Students always seem to remember colors easier than almost any other vocabulary concept.
Why? It is probably because we attach so many other meanings to colors, like emotions. Here are four activities you can use focusing on color to teach emotions, moods, weather, and grammatical and writing skills, geared toward any age and any level of learner.
Focus on Colour While Teaching a Variety of Skills
If you have the technology, put together a slide show of impressionist paintings that use a lot of colors. If you do not have the technology and still want to try this, find an art book at a local library or school or network with other local teachers to find a colleague that can loan you one. You could use other art that evokes emotion as an alternative. Show a slide and ask:
- What do you feel?
- What colors are in this painting?
- Do those colors make you feel that way in other circumstances?
- Do they make you remember events that happened to you?
They will link the colors to their moods, emotions, and even past events in their lives. This is a great discussion starter to practice conversation as well as feelings and past tense!
Natural World ColorsHave students identify as many colors as they can in the natural landscape and relate the colors to an object in a full sentence.
If you can, go on a walk with students in a natural setting (a forest, a park, the beach) early in the morning or during sunset. You could make it a homework assignment as well. Have students identify as many colors as they can in the natural landscape and relate the colors to an object in a full sentence (i.e. the flowers on the tree are purple). Then, as a homework assignment or in the next class, have them write a story or a poem about the park/natural place you visited. It can practice present or past tense: “What did you see at the park?” or “What colors are in the park?”
Ask students for all of the weather words they can think of and write them on the board. You could use this activity to introduce weather concepts as well if they have not learned them yet. Then, select the best words for number of students that day to relate to a color. Write the words on big pieces of paper, and assign one to each student. Ask the students to draw that weather element, offering as many vivid crayon colors as you can. After the students finish drawing, ask them to connect what mood they feel when that weather happens and write the mood words in their selected crayon color.
- For example, if a student has “sunny”, she will draw a sun, in yellow probably, and write happy, cheerful, or a more complicated word based on her vocabulary level.
This is a great activity for kids, but you can use it with adults as well! Adult answers just might be more sophisticated. Have students share their results with the class and explain their color and mood choices.

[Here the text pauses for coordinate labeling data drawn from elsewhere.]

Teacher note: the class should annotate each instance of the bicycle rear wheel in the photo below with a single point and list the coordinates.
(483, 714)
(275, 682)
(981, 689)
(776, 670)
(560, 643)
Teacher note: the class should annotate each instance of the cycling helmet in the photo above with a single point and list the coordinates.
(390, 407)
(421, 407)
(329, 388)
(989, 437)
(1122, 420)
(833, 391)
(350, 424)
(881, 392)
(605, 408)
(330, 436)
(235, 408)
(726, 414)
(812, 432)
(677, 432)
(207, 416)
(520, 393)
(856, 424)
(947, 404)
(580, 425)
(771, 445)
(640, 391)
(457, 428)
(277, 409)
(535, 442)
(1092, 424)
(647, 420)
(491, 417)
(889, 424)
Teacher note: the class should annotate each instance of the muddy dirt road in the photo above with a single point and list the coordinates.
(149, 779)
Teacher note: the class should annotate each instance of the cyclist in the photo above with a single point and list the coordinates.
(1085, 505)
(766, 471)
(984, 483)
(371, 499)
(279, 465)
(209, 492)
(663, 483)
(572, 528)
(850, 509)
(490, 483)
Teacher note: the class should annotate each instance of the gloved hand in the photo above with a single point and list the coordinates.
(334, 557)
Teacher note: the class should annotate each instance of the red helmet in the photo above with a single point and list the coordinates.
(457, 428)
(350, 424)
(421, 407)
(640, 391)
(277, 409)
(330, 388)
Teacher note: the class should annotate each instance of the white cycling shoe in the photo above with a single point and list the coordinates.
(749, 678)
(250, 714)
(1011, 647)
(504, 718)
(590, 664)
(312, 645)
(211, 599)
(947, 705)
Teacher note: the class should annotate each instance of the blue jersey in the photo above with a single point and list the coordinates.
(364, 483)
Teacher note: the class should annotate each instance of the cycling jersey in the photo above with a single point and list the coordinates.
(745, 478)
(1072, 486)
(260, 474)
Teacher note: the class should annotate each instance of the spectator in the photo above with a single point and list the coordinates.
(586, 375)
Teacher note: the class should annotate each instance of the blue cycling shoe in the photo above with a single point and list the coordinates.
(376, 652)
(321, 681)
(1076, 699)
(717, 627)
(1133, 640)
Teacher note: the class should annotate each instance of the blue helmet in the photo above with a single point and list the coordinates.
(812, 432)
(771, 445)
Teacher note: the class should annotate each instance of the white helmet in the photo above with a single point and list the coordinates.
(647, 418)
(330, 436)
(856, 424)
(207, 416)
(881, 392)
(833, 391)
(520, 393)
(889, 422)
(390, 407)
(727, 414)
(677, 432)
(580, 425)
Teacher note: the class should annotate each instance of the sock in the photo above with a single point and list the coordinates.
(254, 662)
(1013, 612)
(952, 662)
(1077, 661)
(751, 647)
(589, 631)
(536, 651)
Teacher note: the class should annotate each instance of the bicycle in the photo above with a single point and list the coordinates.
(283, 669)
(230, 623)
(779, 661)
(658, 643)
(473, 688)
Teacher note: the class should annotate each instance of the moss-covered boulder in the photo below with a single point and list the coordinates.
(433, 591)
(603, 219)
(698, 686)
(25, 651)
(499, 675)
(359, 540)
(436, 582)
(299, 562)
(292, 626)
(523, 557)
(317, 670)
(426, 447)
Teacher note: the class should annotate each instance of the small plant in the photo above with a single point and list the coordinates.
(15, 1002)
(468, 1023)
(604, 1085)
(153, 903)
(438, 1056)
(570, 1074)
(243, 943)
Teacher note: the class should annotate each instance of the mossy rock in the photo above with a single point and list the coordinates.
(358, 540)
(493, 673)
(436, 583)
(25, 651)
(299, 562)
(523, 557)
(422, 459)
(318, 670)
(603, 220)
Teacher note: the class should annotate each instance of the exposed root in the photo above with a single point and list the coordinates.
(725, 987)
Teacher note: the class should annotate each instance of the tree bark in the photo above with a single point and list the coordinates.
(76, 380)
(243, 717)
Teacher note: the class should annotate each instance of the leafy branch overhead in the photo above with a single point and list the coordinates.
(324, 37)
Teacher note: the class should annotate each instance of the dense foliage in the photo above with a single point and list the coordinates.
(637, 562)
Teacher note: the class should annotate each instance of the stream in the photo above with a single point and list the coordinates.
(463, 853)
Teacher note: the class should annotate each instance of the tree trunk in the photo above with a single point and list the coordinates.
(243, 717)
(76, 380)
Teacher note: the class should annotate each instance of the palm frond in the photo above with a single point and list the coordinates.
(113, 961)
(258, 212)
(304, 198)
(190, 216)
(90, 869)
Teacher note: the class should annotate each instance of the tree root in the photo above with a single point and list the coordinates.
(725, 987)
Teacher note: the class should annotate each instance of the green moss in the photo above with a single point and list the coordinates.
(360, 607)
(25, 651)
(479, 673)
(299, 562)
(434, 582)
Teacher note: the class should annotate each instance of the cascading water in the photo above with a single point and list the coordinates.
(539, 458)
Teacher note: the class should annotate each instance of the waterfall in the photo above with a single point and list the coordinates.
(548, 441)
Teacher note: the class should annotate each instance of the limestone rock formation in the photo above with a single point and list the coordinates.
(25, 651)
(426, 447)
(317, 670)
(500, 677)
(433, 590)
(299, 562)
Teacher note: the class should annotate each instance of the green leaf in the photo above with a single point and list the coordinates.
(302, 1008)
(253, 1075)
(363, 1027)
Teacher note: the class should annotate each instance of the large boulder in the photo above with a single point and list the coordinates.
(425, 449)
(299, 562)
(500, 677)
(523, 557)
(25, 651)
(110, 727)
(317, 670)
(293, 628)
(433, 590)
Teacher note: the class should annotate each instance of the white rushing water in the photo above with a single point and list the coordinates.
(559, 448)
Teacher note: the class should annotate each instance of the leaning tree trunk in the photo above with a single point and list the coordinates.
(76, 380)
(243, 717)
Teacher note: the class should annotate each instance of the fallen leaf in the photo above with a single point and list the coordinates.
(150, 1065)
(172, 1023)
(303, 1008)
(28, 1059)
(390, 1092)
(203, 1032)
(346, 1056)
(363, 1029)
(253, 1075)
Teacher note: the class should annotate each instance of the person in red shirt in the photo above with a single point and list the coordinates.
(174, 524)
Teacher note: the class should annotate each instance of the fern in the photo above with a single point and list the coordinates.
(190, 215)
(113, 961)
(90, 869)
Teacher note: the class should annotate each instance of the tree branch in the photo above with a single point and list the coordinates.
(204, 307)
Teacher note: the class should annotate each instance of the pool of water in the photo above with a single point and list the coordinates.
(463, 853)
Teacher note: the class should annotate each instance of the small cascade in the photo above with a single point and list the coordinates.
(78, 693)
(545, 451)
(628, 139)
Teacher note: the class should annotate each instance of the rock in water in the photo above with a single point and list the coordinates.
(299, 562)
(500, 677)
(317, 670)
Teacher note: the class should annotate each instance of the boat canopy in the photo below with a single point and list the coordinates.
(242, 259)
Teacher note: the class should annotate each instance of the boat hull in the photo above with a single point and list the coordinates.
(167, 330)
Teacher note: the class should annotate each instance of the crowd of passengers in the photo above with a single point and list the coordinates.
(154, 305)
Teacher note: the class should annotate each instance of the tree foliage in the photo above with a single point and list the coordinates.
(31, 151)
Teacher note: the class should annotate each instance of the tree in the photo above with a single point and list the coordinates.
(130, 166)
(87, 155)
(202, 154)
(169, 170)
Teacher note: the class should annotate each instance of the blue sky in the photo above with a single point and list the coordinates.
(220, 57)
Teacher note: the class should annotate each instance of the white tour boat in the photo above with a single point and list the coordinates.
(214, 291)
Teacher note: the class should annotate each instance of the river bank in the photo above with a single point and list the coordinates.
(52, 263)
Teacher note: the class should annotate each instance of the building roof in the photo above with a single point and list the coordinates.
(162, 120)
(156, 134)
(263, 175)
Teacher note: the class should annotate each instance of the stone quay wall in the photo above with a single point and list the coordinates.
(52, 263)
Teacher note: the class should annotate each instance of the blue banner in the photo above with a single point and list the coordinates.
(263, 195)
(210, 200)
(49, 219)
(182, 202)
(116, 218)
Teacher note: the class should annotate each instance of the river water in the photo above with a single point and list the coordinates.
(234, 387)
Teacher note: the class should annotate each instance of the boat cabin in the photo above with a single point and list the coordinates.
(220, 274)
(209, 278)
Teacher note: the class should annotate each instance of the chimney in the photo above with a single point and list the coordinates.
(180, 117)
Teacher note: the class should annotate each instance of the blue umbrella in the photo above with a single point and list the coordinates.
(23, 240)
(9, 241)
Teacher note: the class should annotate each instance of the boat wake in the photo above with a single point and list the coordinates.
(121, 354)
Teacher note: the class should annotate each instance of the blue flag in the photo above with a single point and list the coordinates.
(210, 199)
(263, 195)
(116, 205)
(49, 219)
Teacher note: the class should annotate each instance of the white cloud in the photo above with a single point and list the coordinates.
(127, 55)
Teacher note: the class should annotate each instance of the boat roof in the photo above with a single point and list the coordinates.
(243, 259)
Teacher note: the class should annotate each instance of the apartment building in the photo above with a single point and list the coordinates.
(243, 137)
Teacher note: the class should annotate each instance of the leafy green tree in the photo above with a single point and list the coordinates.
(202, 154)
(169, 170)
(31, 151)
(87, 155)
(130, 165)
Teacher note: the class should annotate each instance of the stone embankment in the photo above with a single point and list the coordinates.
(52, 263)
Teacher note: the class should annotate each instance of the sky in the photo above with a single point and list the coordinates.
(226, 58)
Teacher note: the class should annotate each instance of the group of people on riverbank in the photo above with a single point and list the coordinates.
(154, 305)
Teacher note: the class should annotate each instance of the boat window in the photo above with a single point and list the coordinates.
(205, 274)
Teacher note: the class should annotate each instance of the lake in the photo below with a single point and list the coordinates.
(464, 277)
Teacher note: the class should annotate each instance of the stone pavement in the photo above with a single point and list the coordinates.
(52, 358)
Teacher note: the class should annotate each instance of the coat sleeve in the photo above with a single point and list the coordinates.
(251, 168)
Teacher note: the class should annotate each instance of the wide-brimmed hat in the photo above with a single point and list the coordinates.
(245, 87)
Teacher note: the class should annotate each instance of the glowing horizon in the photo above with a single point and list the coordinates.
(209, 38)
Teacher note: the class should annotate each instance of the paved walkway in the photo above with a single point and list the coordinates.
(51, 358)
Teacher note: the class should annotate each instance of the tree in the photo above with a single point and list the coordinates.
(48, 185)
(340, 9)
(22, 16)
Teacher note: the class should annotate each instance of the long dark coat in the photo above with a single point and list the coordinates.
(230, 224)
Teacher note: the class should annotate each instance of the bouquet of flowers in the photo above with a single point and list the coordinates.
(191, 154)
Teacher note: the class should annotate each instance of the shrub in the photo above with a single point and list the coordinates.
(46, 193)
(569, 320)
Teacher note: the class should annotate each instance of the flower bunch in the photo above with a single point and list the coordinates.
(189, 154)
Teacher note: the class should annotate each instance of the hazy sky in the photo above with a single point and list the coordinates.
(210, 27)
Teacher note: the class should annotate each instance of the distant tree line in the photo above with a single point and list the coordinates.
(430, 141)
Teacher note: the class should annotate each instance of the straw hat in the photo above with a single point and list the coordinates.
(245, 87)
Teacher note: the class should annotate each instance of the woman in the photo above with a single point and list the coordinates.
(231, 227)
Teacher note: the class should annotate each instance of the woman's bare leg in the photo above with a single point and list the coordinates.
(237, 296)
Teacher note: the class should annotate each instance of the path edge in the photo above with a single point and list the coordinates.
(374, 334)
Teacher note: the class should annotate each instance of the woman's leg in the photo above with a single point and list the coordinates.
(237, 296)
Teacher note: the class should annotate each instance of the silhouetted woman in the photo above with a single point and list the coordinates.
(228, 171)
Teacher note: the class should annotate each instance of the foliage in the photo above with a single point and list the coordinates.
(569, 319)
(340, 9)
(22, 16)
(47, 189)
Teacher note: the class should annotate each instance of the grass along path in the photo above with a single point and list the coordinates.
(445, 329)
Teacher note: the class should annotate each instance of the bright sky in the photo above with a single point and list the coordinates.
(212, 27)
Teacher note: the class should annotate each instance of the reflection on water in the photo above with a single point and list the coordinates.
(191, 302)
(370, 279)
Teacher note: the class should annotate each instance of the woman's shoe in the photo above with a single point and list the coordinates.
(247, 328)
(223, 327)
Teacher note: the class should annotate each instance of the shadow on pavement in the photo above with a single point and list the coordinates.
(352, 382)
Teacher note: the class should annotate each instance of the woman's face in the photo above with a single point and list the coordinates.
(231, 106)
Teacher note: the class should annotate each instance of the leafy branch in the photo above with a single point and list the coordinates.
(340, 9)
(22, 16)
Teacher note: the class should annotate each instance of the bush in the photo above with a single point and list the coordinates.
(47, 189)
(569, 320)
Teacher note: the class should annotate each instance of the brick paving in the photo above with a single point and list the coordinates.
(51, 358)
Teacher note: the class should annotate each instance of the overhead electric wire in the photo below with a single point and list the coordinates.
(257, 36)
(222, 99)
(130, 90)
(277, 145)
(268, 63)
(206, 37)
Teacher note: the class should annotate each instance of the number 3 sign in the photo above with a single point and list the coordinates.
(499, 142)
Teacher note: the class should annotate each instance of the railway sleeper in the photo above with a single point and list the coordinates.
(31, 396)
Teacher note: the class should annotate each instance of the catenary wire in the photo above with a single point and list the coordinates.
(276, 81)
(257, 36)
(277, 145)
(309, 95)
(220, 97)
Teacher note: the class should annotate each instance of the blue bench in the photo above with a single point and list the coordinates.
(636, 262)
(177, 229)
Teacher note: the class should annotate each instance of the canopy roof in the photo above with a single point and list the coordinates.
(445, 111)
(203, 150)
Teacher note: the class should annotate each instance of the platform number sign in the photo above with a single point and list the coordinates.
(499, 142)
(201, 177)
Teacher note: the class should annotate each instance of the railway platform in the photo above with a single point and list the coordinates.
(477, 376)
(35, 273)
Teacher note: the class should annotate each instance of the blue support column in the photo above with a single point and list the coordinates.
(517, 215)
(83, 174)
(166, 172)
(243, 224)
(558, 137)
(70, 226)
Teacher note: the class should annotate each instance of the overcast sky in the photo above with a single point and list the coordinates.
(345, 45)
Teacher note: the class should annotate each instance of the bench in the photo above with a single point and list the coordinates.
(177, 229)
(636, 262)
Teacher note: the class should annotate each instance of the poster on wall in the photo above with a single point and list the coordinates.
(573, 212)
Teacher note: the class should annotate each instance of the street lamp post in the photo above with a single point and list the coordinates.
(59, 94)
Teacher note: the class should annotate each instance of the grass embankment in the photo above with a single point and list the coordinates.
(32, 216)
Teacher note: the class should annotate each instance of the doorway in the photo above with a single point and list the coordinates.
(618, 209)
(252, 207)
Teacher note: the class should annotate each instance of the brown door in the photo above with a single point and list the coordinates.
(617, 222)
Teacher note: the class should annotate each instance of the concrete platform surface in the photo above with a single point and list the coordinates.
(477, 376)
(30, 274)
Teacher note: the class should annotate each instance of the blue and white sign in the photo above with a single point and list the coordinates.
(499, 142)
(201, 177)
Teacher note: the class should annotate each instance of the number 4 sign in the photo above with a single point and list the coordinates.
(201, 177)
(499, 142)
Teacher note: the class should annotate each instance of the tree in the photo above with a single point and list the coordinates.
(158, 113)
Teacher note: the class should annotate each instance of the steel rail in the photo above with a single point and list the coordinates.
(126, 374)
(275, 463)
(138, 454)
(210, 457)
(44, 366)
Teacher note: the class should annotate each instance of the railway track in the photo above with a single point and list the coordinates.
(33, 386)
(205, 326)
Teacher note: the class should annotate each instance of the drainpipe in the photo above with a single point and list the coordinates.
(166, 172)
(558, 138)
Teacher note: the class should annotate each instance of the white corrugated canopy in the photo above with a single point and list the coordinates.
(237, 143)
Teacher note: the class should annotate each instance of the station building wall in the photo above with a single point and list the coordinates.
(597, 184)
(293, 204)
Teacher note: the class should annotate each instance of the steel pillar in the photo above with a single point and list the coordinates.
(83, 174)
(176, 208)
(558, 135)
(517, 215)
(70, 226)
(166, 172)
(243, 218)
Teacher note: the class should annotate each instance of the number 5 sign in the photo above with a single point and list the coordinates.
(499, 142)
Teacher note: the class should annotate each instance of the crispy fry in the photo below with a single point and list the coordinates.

Ask students to take pictures for a week when they notice a color that strikes them. They should select their favorite five photos at the end of the week. Do not give them any more directions than that. Pictures can be taken on cell phones or whatever camera they have available to them. (If they have no access, make this a magazine activity game and bring a stack to class one day, giving them 20 minutes to pick out colors from pages that particularly strike them.) If you can, collect their pictures and present a slide show to the class, asking them to write down a mood they feel when they see the color. Then, ask the picture provider why he chose that picture. The connotation between mood and emotion and color will become very apparent to them and help them remember all of the concepts!
Whether you are teaching colors and simple moods to little children or complex grammar concepts to advanced adults, activities that make students relate ideas to color, feelings, and moods will help them retain that information in a much more profound way!